# Another nervous newbie! *



## Milky (Jan 28, 2008)

Hi all,

It has taken for me to hit my first IVF hurdle to join the site - I thought I would be able to cope with everything OK but now realise I was very wrong!

I'm 31 and have been with my husband 13 years, married for 4. We've been trying for a family for a few years now and despite having all the various tests and them coming back clear (apart from very mild endo) we are still without children (and have an ever growing brrod of cats!).

We started IVF on New Years Eve and should have been heading for egg collection this week. Unfortunately, it seems that I've produced 20+ follicles and have rising oestrogen levels which means I am now borderline hyperstimulation. I'm waiting for the call today to say whether we can go ahead with egg collection or not but have been warned that it would take a minor miracle.

I'm absolutely gutted and my emotions have been completely up the wall for the last couple of days in anticipation of a negative result. My husband's been great, but it's impossible for him to 100% understand what I'm feeling.

So thought it was about time I started talking to other girlies going through the process for me to try and get some perspective. I'm normally such a positive person but boy this is testing me!

M x


----------



## canoworms (Sep 6, 2007)

Hi Milky

Welcome to FF, sorry to hear you're at risk from OHSS, keep drinking loads of water.

  for your tx, I hope your levels come down and you can keep going.

xx


----------



## Milky (Jan 28, 2008)

Thnx - I'm trying to get my head around the negative scenario as I've been told that's the likely outcome but I still have a little glimmer of hope stashed away.

Thanks for the words of support, it means a lot xx


----------



## ikklesmiler (Jul 19, 2007)

Hi M

I hope the call brings good news hun.
Sometimes they will let you 'coast' for a day or two (this means no stimming drugs, just wait to let your levels drop a bit)
so hopefully if yr levels are high they will elt you coast rather than cancel, I suppose it depends on how high your levels are hun.
Remember drink lots of water, that will help dtop the OHSS.

good luck hun        

let us know what they say.

Ann Marie xxxxxxxxxx


----------



## Milky (Jan 28, 2008)

Hi Ann Marie,

Wow - I've read about coasting but the clinic have not mentioned it at all. The nurses have simply said that the cycle would be stopped, but thanks for bringing it up - I'll mention that on the call later and see what they say.
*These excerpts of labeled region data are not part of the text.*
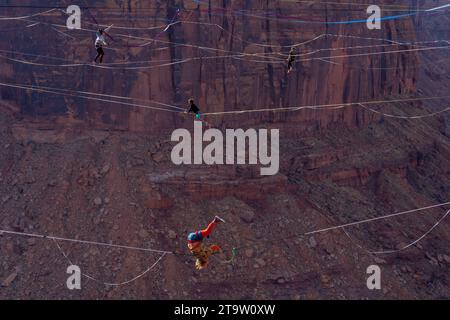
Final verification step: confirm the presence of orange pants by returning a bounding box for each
[200,221,217,239]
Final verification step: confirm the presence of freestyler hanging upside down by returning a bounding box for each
[188,216,225,270]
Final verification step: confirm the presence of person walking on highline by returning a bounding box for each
[94,29,108,63]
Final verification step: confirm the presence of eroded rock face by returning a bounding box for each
[0,1,450,299]
[0,1,418,133]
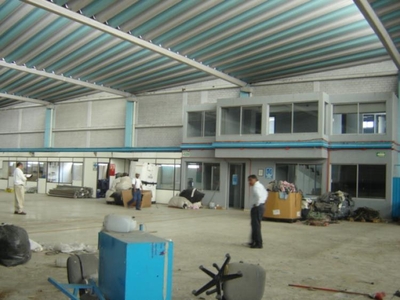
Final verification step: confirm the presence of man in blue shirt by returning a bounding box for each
[247,175,268,249]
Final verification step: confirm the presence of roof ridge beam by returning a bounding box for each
[22,0,247,86]
[0,59,133,97]
[353,0,400,70]
[0,92,53,105]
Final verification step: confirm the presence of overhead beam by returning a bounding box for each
[0,60,133,97]
[23,0,247,86]
[0,93,53,105]
[353,0,400,70]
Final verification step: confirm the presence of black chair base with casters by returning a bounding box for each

You sound like you know a lot about the process?

Thanks again for the advice and I'll let you know as soon as I've had the call (hopefully within the next hour).

Melissa xxxxxxx

(I couldn't have Melissa as my user name so decided to use one of the cats names - it was either Milky or Monkey!)


----------



## ikklesmiler (Jul 19, 2007)

Hi Melissa

I am on my second round of IVF, I had a bit of a horror cycle last time the clinic threatening to cancel due to risk of OHSS etc, luckily it didn't come to that (although for other reasons I didn't get past EC!)
I know my clinic do coast ladies sometimes, I'm not sure if it varies from clinic to clinic, but yes, its definetly worth mentioning to them.
I have learnt an awful lot from this site, people here are so so helpful and full of information!!!  its a shame you didn't join up sooner, but better late than never hun, you will get loads of support on here. 

good luck with that call!!!

Ann Marie xxxxxxxxx

ps, I think milky is a better name for here than monkey  lol


----------



## Milky (Jan 28, 2008)

I'm glad I joined too. You've already given me lots of useful info. 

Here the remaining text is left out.